Kin Khao is not your average Thai joint

"I won't eat at any Thai restaurants in San Francisco," says Bangkok-born Pim Techamuanvivit, proprietress of newcomer Kin Khao, a Thai restaurant on the edge of the Tenderloin.

"Those restaurants with the giant menus? They're not making food from scratch, they're making it from the freezer."

Every item on Kin Khao's menu of traditional Thai dishes–overseen by chef Michael Gaines, late of Manresa and Central Kitchen–is painstakingly made, beginning with the curry pastes and sauces underpinning the menu.

Even the sourcing–tracking down apple eggplants, importing Thai-made Sriraja Panich, the original Sriracha–is a headache.
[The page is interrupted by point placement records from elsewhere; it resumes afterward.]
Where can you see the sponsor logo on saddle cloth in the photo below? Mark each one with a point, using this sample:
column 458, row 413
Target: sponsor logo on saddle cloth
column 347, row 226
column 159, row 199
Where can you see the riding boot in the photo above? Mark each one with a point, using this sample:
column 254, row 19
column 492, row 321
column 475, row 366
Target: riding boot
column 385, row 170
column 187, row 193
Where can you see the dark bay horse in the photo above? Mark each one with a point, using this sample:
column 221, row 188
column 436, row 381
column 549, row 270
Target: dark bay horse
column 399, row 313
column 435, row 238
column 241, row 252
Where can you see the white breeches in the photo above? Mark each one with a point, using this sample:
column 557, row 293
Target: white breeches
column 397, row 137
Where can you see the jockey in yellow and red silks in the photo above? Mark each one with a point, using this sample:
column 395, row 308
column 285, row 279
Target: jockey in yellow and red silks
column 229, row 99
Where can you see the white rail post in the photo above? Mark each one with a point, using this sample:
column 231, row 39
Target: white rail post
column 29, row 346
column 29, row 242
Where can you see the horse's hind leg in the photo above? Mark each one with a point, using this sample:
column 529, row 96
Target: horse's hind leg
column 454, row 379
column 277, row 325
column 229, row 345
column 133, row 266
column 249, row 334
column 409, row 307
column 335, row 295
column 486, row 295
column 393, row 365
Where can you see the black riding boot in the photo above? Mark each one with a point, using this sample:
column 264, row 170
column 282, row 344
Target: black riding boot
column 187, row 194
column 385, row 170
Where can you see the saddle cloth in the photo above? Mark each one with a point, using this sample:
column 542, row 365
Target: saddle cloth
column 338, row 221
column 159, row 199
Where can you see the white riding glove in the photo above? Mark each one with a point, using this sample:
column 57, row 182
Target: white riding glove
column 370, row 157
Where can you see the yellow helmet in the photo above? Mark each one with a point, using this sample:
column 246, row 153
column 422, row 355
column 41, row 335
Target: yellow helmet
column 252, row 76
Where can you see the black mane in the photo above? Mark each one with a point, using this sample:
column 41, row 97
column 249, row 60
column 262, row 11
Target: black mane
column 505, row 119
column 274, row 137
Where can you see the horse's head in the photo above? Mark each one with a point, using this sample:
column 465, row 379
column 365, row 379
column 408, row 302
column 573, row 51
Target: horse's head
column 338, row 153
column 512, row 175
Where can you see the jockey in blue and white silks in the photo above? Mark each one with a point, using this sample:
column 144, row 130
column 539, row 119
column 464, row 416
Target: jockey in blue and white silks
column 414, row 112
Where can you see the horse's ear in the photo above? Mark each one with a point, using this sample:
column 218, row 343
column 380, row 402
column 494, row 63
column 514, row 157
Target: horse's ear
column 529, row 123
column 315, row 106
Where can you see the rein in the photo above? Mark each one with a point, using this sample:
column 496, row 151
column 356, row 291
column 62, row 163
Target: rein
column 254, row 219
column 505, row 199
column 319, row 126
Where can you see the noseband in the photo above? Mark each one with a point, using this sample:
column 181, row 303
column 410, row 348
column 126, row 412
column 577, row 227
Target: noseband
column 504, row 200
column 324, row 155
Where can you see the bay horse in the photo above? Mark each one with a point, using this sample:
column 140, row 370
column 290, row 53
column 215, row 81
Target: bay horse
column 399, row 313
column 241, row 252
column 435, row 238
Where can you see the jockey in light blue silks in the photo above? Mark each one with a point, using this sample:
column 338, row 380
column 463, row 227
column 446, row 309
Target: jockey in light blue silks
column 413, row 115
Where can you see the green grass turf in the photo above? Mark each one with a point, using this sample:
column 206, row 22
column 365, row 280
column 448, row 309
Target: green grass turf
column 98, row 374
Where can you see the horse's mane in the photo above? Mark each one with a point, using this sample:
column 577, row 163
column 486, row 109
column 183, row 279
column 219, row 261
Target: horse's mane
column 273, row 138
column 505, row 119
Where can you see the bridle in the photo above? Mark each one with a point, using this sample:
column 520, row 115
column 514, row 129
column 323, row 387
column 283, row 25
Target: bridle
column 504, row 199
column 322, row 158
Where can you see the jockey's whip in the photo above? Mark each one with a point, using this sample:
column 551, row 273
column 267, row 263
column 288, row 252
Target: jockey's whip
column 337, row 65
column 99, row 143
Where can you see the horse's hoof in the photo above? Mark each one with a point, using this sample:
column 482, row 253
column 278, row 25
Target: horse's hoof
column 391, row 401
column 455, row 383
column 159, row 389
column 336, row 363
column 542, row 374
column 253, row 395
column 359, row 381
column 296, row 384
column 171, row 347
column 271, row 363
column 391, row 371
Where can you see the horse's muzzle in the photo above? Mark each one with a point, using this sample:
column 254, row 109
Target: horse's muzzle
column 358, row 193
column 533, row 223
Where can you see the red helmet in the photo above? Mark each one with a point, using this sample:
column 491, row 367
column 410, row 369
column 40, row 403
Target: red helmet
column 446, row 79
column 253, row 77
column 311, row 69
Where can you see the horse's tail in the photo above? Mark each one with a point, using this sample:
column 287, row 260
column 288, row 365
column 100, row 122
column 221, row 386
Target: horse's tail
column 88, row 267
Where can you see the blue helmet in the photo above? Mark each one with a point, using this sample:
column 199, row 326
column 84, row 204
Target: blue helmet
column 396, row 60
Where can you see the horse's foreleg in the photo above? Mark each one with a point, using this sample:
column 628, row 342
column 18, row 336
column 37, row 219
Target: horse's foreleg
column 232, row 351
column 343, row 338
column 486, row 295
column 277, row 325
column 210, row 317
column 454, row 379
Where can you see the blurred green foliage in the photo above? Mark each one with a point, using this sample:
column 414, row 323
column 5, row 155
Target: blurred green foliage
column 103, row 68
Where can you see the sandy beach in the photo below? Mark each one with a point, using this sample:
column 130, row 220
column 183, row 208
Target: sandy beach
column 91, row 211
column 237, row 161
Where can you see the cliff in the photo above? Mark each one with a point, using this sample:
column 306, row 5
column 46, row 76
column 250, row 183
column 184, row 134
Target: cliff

We're glad someone is taking such great pains, though–pains resulting in dishes such as kua kling ribs ($15), pork riblets that are fried and smothered in a turmeric curry paste and showered with filaments of Kaffir lime leaves. Who else would make us khao mun gai ($16), extraordinary rice cooked in chicken fat, accompanied by ginger-poached chicken and a cup of golden chicken consommé?

The Massaman nong lai ($26), a bone-in beef shank curry luxuriating in a rust-colored sauce with a float of vivid orange oil, takes two days to prepare. There are no fewer than 15 ingredients in the curry paste in Khun Yai's green curry with rabbit ($22), and the lush, silky, coconut milk-based sauce obscures a bunny trifecta: loin, saddle, meatballs.

Pim Techamuanvivit | The Hua Hin Beach cocktail

Techamuanvivit has also had the good sense to introduce a very of-the-moment cocktail program, created by the Bon Vivants. The improbably delicious Hua Hin Beach cocktail ($12) combines Pampero dark rum, stout, coconut cream, lime and salt, poured over a mountain of crushed ice.

"I'm making the food that I want to eat, the food I like to cook," says Techmuanvivit, nodding toward Gaines and the kitchen, "but I don't have to make it myself anymore."